Ramsès lui lança un regard hautain qui la fit éclater de rire.
- Je suppose qu’aucune tâche n’a été prévue pour nous ? demanda David en les regardant l’un après l’autre d’un air un peu inquiet.
- Je dois aller avec Tante Amelia prendre le thé au Shepheard’s, dit Nefret. Elle veut interroger quelques personnes qui ont connu la signora Petri. Le professeur a refusé d’y assister.
- Tu m’étonnes ! grommela Ramsès. Que compte donc faire Père pendant ce temps ?
- Je n’y avais pas pensé ! s’écria Nefret en écarquillant les yeux. Mais tu as raison, il a certainement une autre idée derrière la tête.
- Je me chargerai de le suivre cet après-midi, annonça Ramsès. Non ! ajouta-t-il en coupant net à la protestation de David. Á mon avis, il serait préférable que tu passes un peu de temps avec ton grand-père. Tu lui as certainement manqué cet été. Abdullah ne veut pas le reconnaître mais il vieillit beaucoup.

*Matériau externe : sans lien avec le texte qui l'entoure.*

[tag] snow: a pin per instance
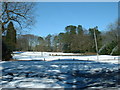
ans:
(47, 56)
(31, 71)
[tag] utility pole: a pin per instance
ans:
(96, 44)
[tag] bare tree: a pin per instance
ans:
(18, 12)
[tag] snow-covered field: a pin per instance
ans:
(60, 71)
(47, 56)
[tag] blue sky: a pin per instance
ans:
(53, 17)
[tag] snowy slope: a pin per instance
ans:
(58, 74)
(46, 56)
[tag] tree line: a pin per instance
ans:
(18, 15)
(75, 39)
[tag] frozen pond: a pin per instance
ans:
(59, 74)
(83, 72)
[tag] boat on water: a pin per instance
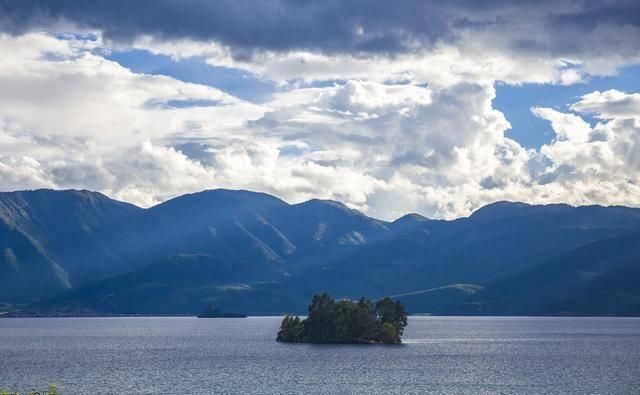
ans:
(212, 312)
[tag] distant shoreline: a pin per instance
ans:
(9, 316)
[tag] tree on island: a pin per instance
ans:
(346, 321)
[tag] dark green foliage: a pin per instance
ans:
(346, 321)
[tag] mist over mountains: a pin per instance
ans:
(80, 251)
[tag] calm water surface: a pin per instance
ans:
(452, 355)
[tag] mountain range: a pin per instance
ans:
(80, 252)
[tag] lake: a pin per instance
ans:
(440, 355)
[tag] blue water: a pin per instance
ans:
(441, 355)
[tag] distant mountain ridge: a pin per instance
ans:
(247, 251)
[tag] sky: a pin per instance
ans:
(432, 107)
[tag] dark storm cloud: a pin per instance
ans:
(330, 26)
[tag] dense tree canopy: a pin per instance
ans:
(346, 321)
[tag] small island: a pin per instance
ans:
(346, 322)
(212, 312)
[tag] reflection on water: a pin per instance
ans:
(443, 355)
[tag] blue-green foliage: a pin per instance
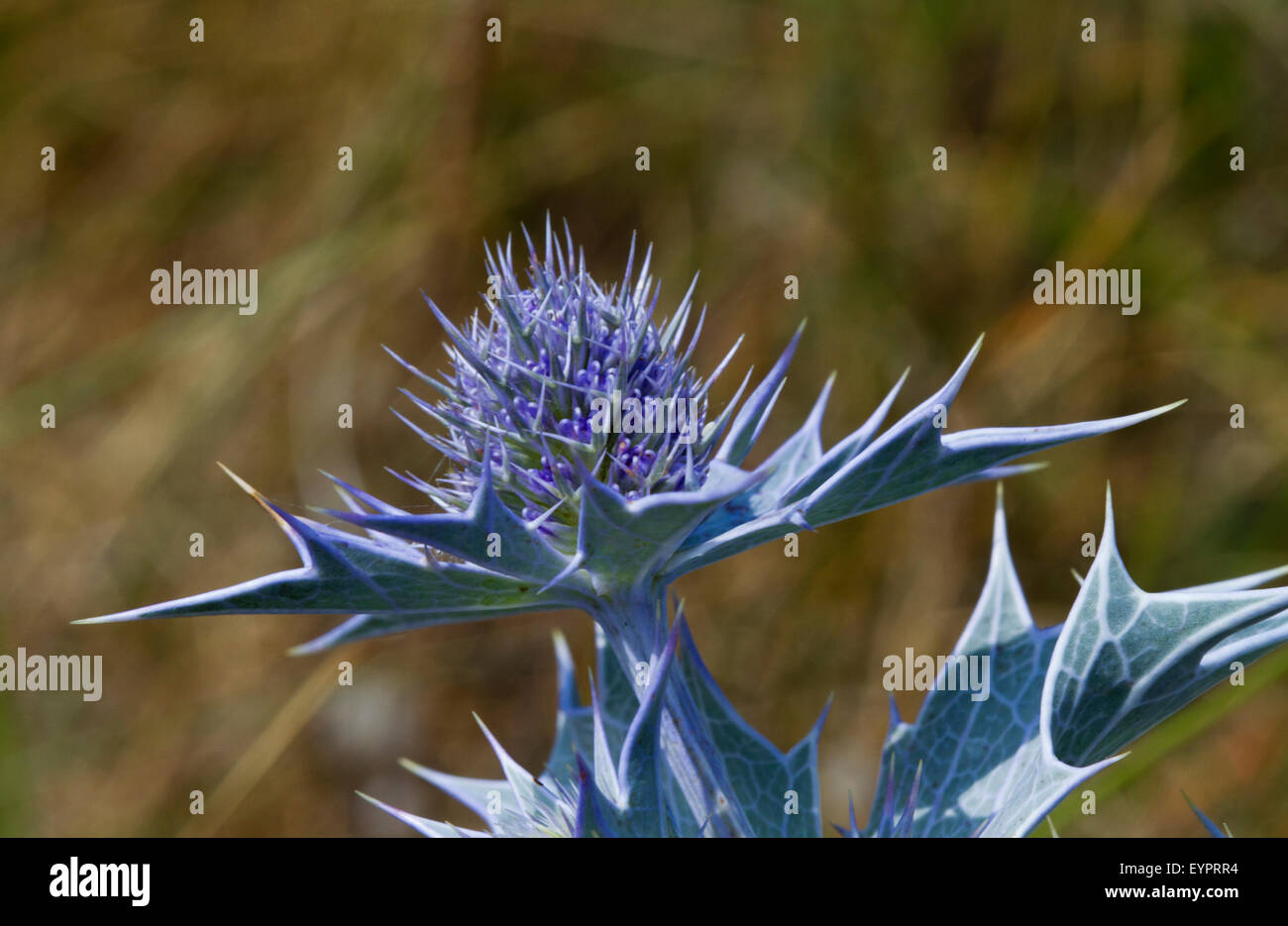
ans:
(541, 509)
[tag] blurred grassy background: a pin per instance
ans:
(768, 158)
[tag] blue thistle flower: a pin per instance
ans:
(548, 506)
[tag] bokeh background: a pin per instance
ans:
(768, 158)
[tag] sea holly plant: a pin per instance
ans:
(588, 466)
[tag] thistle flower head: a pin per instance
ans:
(562, 377)
(565, 489)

- Il a insisté pour accompagner le professeur au musée ce soir, dit David les sourcils froncés. Est-ce bien prudent ?
- Pourquoi pas ? dit Nefret. Il ne s’est rien passé la nuit passée.
- C’est pour bien cela que Père a accepté qu’Abdullah vienne, admit Ramsès. Et Feisal ira avec eux.
- Pourquoi Feisal ? demanda David. Il y était déjà la nuit passée.
- Daoud semble définitivement destiné à rester à la maison pour protéger les femmes et les enfants, remarqua Nefret en riant. C’est à dire nous, je vous signale ! Selim doit être jugé trop jeune – et puis Feisal est le fils aîné de la famille après tout.
- Il n’est pas très vif… commença David.
- Il le sait, coupa Ramsès. Et je crois qu’il en garde une certaine rancœur contre son jeune frère qui est plus brillant.
« Et contre toi, qui bénéficie d’un traitement si différent du sien ! » aurait-il pu ajouter – mais il ne le fit pas. Les yeux candides de David prouvaient amplement qu’une telle idée ne l’avait pas effleuré.

* * *

La visite à la zabtiyeh avait été extrêmement décevante ainsi que j’en fis part à Nefret en attendant nos invités sur la terrasse de l’hôtel. Malgré la présence de M. Maspero, le chef de la police s’était montré réticent à nous informer de ses progrès. A mon avis, il n’y en avait aucun d’ailleurs. Ce gros homme semblait avant tout soucieux d’éviter un blâme en haut lieu – hypothèse hautement improbable selon moi vu que le seul Britannique à avoir été tué, Jeremiah Hawkins, n’était pas suffisamment important pour que les autorités s’émeuvent de sa disparition. L’homme ne laissait aucune famille derrière lui.
Nous n’avions pas davantage été autorisé à rencontrer Ricetti. Il avait été déporté quelques mois auparavant dans un oasis et le policier nous assura d’un air pompeux qu’il était parfaitement gardé. Emerson avait piqué une belle colère mais la piste semblait tourner court.